Alastair Mckimm, Mario Sorrenti, and Gavin Brown.
Artist Simphiwe Ndzube taking a break from the dance floor.
Gavin Brown in his element.
The very next morning, I splashed cold water on my face and hit the highway for Pine Plains, New York, to see David Roy aka BlackNASA‘s rocket launch from Dan Colen‘s Sky High Farms. You can imagine my frustration that I arrived to the farm just moments after the rocket was actually launched, but check out a video of the action on Roy’s gallery 56 Henry‘s Instagram.
Gallerist Ellie Rines returns to the farm with wreckage from liftoff, which even an hour after launching, was hot and smelling bizarrely like mushrooms.
Writer Rachel Summer Small gets the dregs of the coffee stand.
A line of tie-dye shirts drying at Sky High Farms.
Collector Vikram Ravikumar and art advisor Dan Oglander await the launch.
WET PAINT QUESTIONNAIRE
Last week, I asked you lovely folks whether you thought NFTs would have a place in the fine art world in the next five years.
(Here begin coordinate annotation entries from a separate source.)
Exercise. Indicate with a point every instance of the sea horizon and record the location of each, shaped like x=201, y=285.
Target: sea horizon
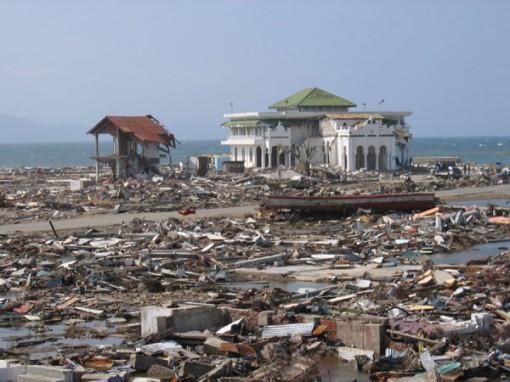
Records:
x=481, y=149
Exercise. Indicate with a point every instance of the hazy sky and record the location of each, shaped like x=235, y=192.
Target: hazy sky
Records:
x=186, y=61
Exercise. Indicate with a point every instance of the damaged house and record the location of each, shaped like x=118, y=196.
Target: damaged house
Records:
x=138, y=143
x=317, y=127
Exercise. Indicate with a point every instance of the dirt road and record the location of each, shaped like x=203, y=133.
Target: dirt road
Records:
x=114, y=219
x=490, y=192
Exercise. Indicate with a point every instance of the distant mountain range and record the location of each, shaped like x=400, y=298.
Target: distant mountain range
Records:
x=15, y=129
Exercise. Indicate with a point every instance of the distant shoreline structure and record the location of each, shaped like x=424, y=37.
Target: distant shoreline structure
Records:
x=77, y=154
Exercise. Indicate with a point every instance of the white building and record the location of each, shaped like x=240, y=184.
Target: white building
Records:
x=317, y=126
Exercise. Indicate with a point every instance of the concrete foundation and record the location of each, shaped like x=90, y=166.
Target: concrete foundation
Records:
x=185, y=318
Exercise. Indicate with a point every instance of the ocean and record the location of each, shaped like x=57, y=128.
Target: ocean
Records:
x=77, y=154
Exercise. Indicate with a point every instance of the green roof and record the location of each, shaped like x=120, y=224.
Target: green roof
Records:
x=312, y=97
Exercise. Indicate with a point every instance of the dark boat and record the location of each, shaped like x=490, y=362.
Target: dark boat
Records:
x=349, y=203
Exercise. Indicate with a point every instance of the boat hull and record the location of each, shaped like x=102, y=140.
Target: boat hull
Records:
x=346, y=203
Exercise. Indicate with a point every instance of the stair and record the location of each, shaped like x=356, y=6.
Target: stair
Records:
x=36, y=373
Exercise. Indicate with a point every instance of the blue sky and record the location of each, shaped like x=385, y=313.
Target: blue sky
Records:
x=186, y=61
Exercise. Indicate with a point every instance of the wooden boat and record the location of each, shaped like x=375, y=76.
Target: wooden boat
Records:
x=349, y=203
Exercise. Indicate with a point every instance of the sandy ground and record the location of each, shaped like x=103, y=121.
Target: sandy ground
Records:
x=94, y=221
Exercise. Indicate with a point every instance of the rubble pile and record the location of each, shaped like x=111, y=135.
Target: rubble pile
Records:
x=165, y=288
x=194, y=299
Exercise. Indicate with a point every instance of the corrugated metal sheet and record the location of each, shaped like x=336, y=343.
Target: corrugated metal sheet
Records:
x=288, y=330
x=146, y=128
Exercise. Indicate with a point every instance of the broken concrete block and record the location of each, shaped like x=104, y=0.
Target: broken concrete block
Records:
x=212, y=346
x=265, y=317
x=373, y=337
x=194, y=368
x=161, y=372
x=142, y=362
x=184, y=318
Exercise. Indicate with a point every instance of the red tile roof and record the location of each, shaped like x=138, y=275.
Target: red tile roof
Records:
x=145, y=129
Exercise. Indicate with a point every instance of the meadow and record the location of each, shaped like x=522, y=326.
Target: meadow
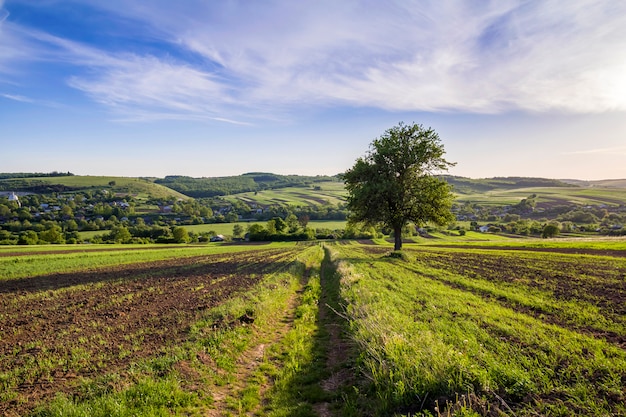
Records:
x=448, y=328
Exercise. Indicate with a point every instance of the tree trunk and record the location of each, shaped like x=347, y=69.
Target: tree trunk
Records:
x=397, y=233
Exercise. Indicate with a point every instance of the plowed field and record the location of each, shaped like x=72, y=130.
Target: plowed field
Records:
x=57, y=328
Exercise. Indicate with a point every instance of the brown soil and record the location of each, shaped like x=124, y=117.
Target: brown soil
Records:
x=64, y=326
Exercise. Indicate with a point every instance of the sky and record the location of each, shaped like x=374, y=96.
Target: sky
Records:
x=202, y=88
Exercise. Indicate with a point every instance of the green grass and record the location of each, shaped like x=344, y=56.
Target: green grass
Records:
x=126, y=185
x=558, y=195
x=428, y=332
x=329, y=193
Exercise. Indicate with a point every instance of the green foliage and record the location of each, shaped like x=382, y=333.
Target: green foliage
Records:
x=219, y=186
x=550, y=230
x=394, y=183
x=450, y=326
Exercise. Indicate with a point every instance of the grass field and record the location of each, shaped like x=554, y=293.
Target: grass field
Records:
x=548, y=195
x=226, y=229
x=325, y=193
x=451, y=328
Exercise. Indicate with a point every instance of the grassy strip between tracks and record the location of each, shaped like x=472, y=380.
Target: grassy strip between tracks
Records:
x=429, y=348
x=194, y=378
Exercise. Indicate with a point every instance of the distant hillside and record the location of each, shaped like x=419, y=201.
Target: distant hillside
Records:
x=250, y=182
x=599, y=183
x=548, y=192
x=464, y=185
x=72, y=183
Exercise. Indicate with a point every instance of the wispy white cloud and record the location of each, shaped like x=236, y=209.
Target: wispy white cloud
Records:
x=612, y=151
x=256, y=59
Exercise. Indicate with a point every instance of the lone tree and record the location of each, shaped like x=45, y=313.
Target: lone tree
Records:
x=395, y=182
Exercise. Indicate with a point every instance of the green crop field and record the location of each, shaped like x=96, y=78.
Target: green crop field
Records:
x=453, y=326
x=125, y=185
x=323, y=193
x=549, y=195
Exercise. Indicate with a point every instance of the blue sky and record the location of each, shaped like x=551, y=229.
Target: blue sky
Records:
x=215, y=88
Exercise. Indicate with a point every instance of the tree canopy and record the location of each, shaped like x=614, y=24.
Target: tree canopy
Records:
x=395, y=182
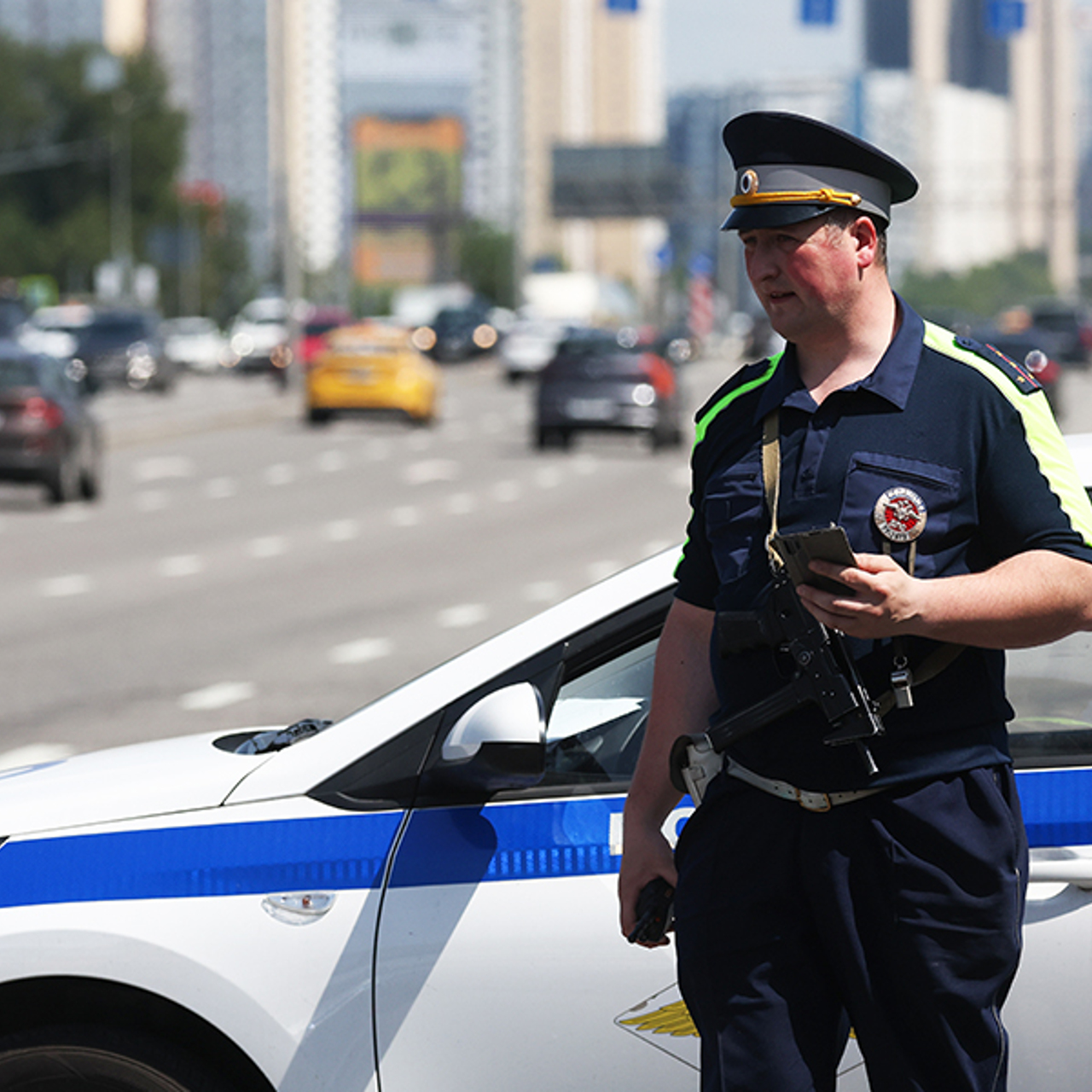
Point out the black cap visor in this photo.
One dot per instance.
(775, 215)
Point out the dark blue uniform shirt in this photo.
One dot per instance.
(972, 436)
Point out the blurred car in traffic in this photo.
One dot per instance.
(260, 339)
(459, 334)
(367, 369)
(119, 346)
(1069, 324)
(1033, 351)
(530, 344)
(604, 381)
(48, 435)
(197, 343)
(318, 323)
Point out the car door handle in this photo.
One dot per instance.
(1076, 870)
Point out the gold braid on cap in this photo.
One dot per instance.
(798, 197)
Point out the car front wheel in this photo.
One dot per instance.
(78, 1060)
(62, 485)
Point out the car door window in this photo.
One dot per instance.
(597, 721)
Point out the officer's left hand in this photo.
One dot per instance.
(882, 600)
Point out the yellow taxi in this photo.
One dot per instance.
(370, 366)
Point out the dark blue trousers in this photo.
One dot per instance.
(899, 915)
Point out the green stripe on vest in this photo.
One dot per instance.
(1044, 438)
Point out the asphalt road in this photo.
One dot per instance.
(244, 568)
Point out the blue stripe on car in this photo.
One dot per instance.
(510, 841)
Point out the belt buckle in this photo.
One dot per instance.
(804, 798)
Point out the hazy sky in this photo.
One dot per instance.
(711, 44)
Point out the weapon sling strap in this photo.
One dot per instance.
(936, 661)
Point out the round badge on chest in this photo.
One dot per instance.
(900, 514)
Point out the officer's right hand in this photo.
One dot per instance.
(646, 855)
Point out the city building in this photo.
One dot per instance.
(215, 55)
(979, 98)
(592, 75)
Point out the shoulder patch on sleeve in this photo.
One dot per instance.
(1021, 378)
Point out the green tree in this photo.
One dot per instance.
(487, 261)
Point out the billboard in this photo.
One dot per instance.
(408, 197)
(409, 168)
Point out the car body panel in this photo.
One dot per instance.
(197, 343)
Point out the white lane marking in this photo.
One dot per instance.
(280, 474)
(163, 467)
(268, 546)
(218, 696)
(600, 570)
(73, 514)
(330, 462)
(462, 616)
(152, 500)
(75, 584)
(406, 517)
(543, 591)
(460, 503)
(34, 755)
(180, 565)
(342, 531)
(363, 651)
(430, 470)
(221, 488)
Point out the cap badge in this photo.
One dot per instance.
(748, 183)
(900, 514)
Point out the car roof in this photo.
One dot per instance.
(297, 770)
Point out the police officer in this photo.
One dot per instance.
(816, 890)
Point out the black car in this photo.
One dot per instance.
(125, 347)
(47, 433)
(1069, 326)
(607, 382)
(1034, 350)
(457, 334)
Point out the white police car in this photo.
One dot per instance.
(404, 900)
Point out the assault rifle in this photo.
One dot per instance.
(823, 674)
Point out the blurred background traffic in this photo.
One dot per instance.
(338, 334)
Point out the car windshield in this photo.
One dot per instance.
(189, 327)
(112, 330)
(18, 374)
(607, 361)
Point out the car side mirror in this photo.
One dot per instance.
(498, 743)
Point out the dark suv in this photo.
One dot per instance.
(607, 382)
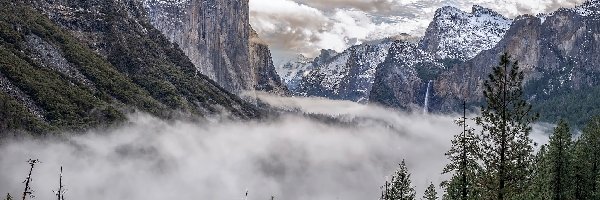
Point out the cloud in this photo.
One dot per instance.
(294, 27)
(364, 5)
(292, 157)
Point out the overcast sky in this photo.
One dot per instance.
(292, 27)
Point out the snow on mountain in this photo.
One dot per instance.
(455, 34)
(291, 72)
(348, 75)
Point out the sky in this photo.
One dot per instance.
(293, 27)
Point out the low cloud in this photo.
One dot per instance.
(292, 157)
(293, 27)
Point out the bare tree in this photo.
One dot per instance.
(28, 190)
(60, 193)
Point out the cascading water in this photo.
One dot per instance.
(426, 104)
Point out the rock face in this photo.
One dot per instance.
(454, 34)
(216, 36)
(556, 51)
(402, 80)
(348, 75)
(73, 65)
(264, 75)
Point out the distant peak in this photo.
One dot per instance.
(591, 4)
(480, 10)
(448, 9)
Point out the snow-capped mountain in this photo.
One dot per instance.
(455, 34)
(291, 72)
(217, 37)
(457, 52)
(348, 75)
(403, 79)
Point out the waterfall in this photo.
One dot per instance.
(426, 104)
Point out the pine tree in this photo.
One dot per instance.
(559, 166)
(463, 164)
(400, 187)
(580, 171)
(430, 193)
(587, 169)
(538, 189)
(506, 149)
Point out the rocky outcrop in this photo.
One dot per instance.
(74, 65)
(402, 80)
(264, 75)
(454, 34)
(217, 37)
(554, 51)
(348, 75)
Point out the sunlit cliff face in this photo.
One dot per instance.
(294, 27)
(292, 157)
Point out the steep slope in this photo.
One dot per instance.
(454, 34)
(85, 64)
(293, 71)
(555, 50)
(348, 75)
(404, 79)
(264, 75)
(213, 34)
(217, 37)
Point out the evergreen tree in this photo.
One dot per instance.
(400, 187)
(463, 156)
(538, 190)
(580, 171)
(559, 168)
(430, 193)
(587, 169)
(506, 149)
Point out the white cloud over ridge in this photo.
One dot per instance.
(293, 157)
(294, 27)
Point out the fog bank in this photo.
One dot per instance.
(293, 157)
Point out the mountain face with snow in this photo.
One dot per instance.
(264, 75)
(348, 75)
(557, 51)
(451, 62)
(76, 65)
(402, 80)
(454, 34)
(217, 37)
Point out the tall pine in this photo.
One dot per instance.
(559, 163)
(539, 187)
(587, 164)
(400, 187)
(463, 166)
(506, 149)
(430, 193)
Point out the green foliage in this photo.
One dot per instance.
(430, 193)
(559, 163)
(400, 187)
(15, 116)
(140, 70)
(506, 149)
(539, 187)
(463, 156)
(587, 161)
(575, 106)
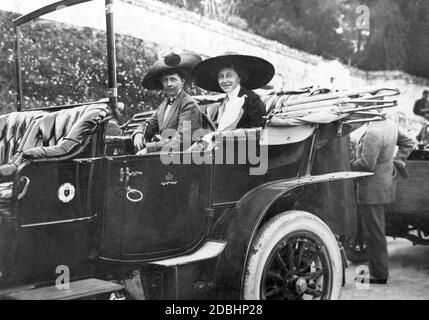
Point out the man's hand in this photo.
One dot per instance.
(139, 141)
(142, 152)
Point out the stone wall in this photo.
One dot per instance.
(176, 29)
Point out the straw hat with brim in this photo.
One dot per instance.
(171, 62)
(258, 71)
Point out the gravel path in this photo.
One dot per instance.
(409, 275)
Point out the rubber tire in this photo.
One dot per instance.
(354, 256)
(274, 231)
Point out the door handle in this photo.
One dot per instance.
(124, 175)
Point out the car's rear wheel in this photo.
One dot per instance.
(294, 256)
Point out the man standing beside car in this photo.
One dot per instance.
(178, 111)
(375, 153)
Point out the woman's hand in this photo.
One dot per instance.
(139, 141)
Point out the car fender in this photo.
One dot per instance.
(239, 227)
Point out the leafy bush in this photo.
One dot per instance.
(62, 64)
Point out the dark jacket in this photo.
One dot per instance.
(253, 110)
(420, 105)
(183, 110)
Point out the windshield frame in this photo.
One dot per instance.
(112, 90)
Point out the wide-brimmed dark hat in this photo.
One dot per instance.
(258, 71)
(171, 62)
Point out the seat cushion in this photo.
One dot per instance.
(13, 127)
(60, 133)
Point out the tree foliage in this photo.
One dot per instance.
(63, 64)
(398, 38)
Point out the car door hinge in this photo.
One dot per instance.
(210, 212)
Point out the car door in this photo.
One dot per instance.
(154, 209)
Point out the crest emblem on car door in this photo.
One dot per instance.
(66, 192)
(169, 179)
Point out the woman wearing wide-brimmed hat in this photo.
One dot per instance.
(170, 74)
(235, 75)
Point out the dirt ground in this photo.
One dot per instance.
(408, 280)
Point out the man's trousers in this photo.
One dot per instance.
(373, 228)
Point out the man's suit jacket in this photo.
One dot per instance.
(183, 110)
(375, 153)
(253, 111)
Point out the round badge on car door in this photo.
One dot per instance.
(66, 192)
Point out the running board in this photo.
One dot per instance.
(78, 289)
(210, 249)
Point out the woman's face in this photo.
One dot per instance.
(228, 79)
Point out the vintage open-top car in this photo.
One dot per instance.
(78, 202)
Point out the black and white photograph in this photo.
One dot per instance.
(214, 154)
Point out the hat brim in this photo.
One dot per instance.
(152, 80)
(259, 71)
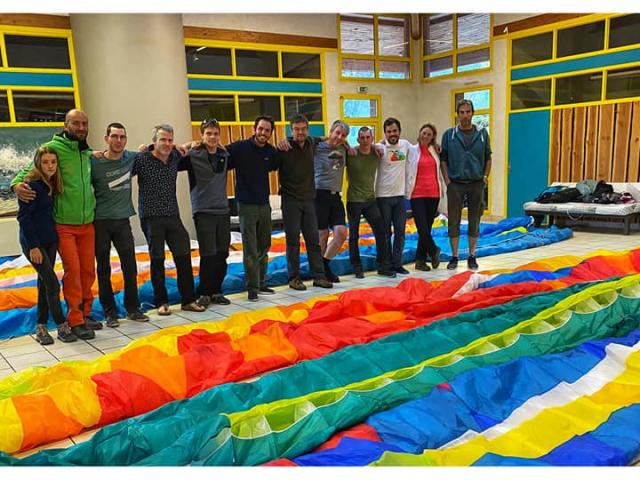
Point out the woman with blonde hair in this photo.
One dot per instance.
(39, 242)
(427, 191)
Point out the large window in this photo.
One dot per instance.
(374, 47)
(455, 43)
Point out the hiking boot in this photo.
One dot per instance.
(297, 284)
(422, 266)
(387, 273)
(435, 258)
(92, 324)
(204, 301)
(137, 317)
(322, 283)
(253, 295)
(83, 332)
(112, 321)
(219, 299)
(42, 335)
(65, 334)
(332, 277)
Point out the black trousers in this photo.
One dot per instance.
(119, 233)
(157, 231)
(371, 212)
(214, 237)
(48, 285)
(425, 211)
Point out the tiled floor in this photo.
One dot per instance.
(23, 352)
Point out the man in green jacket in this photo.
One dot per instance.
(73, 212)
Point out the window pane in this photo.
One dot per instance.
(255, 63)
(473, 60)
(624, 30)
(581, 88)
(481, 98)
(251, 107)
(37, 52)
(585, 38)
(438, 34)
(532, 49)
(438, 67)
(4, 108)
(310, 107)
(353, 133)
(473, 29)
(208, 61)
(356, 34)
(42, 106)
(393, 36)
(356, 108)
(352, 67)
(531, 95)
(212, 106)
(623, 83)
(300, 65)
(396, 70)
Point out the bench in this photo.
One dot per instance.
(558, 213)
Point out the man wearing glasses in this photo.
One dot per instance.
(111, 179)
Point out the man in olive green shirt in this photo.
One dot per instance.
(361, 200)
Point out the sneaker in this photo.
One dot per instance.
(422, 266)
(332, 277)
(387, 273)
(220, 299)
(297, 284)
(435, 258)
(92, 324)
(65, 334)
(42, 335)
(322, 283)
(204, 301)
(83, 332)
(112, 321)
(137, 317)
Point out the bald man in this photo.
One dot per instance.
(73, 213)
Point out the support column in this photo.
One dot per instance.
(131, 69)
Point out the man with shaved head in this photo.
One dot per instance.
(73, 213)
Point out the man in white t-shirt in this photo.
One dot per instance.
(390, 189)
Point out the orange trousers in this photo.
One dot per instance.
(76, 246)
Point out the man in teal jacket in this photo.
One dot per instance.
(466, 163)
(73, 213)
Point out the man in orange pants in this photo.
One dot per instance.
(73, 213)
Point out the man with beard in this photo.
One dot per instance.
(466, 164)
(73, 213)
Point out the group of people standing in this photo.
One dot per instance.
(77, 202)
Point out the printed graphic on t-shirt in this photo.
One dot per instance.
(396, 155)
(336, 159)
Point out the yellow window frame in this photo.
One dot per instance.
(480, 111)
(376, 57)
(37, 32)
(455, 51)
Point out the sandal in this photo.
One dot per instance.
(164, 310)
(193, 307)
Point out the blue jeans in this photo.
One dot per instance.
(394, 212)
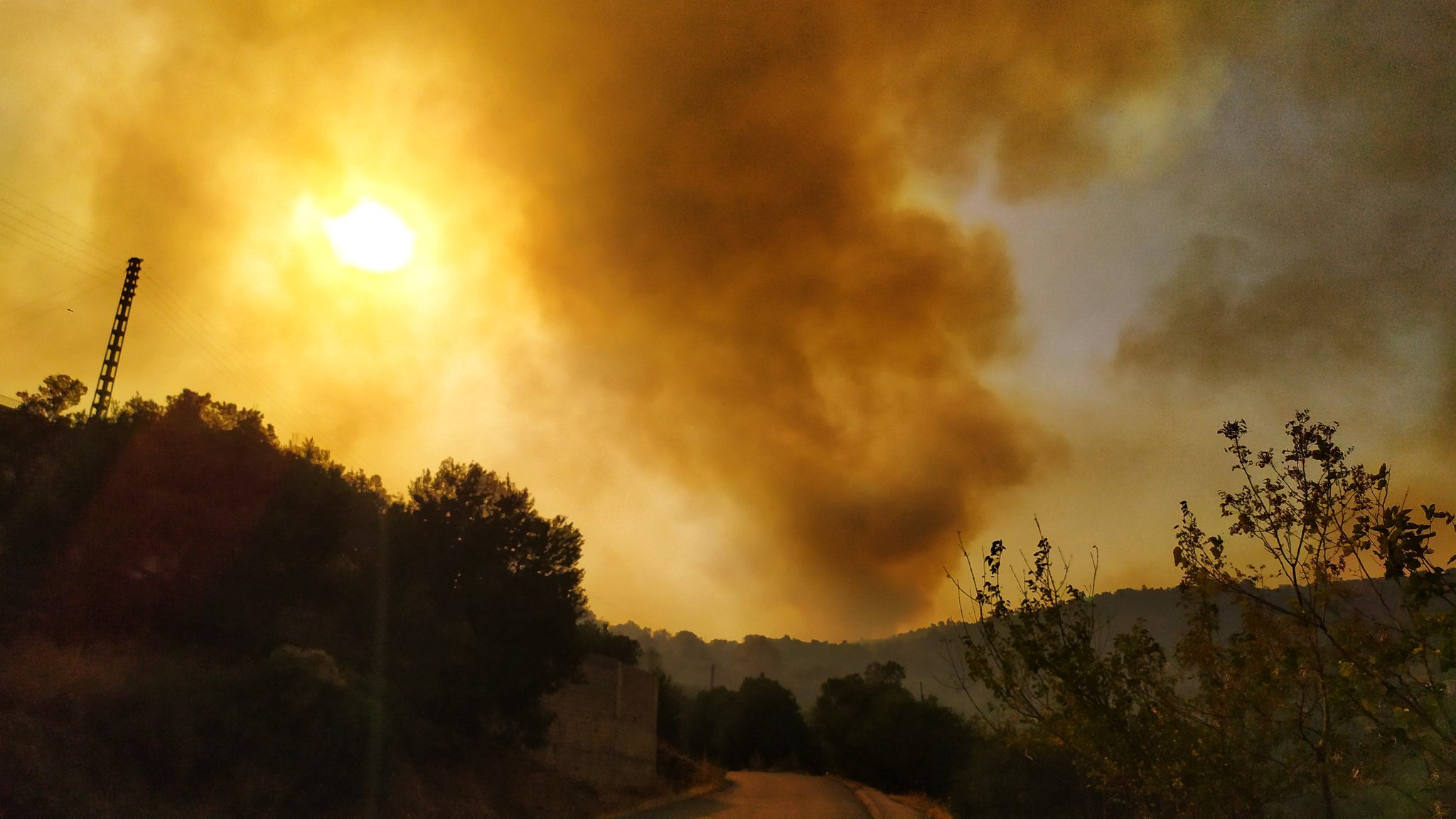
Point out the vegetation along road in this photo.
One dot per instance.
(774, 796)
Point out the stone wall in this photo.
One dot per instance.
(606, 726)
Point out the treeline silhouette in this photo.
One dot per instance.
(869, 727)
(200, 620)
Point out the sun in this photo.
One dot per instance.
(370, 237)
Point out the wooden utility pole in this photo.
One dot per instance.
(118, 331)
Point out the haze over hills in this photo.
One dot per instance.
(931, 655)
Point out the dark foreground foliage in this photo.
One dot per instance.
(1329, 691)
(200, 621)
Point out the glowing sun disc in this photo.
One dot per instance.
(370, 237)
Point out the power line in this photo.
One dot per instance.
(73, 251)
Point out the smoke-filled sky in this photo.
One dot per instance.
(775, 301)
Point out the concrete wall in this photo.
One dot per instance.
(606, 726)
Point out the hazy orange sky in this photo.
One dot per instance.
(771, 299)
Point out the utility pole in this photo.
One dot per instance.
(118, 331)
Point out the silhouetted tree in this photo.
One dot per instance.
(53, 398)
(486, 604)
(597, 638)
(877, 732)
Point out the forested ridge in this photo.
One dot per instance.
(201, 620)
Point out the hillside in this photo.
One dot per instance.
(931, 655)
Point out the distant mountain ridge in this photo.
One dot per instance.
(931, 655)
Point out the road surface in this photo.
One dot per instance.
(779, 796)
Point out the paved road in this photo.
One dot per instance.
(769, 796)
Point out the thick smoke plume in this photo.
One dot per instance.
(1332, 266)
(708, 225)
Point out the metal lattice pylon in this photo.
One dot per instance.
(118, 330)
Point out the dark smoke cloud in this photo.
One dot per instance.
(1332, 262)
(715, 225)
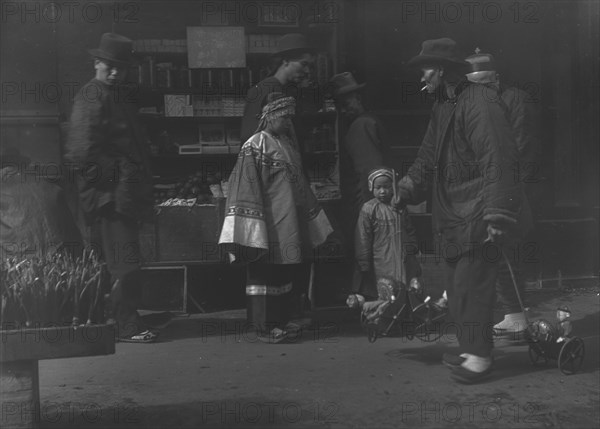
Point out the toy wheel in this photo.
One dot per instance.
(428, 332)
(571, 355)
(535, 353)
(372, 333)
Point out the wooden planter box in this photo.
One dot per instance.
(20, 351)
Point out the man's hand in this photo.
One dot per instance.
(495, 233)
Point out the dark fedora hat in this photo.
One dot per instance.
(292, 42)
(344, 83)
(442, 51)
(114, 48)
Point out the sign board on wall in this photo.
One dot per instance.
(216, 47)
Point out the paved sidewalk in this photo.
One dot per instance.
(208, 371)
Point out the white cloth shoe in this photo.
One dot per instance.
(511, 324)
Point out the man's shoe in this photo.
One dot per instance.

Artist and critic Walter Robinson said, “A year ago I was ignoring NFTs and that was really working for me. Now that Kenny Schachter says he made $1M from his, I’m beginning to wonder.” Writer Helen Holmes wrote in, “If auction houses are to be believed, NFTs aren’t just shiny new toys; they’re paradigm-shifting commodities changing the way sales are conducted and reconfiguring how art is consumed. Art-world people have been pitching these things HARD, but in 5 years the spark may have faded. 15 years from now, though, you can bet they’ll come back around: trends are cyclical, and NFTs will prompt nostalgia.”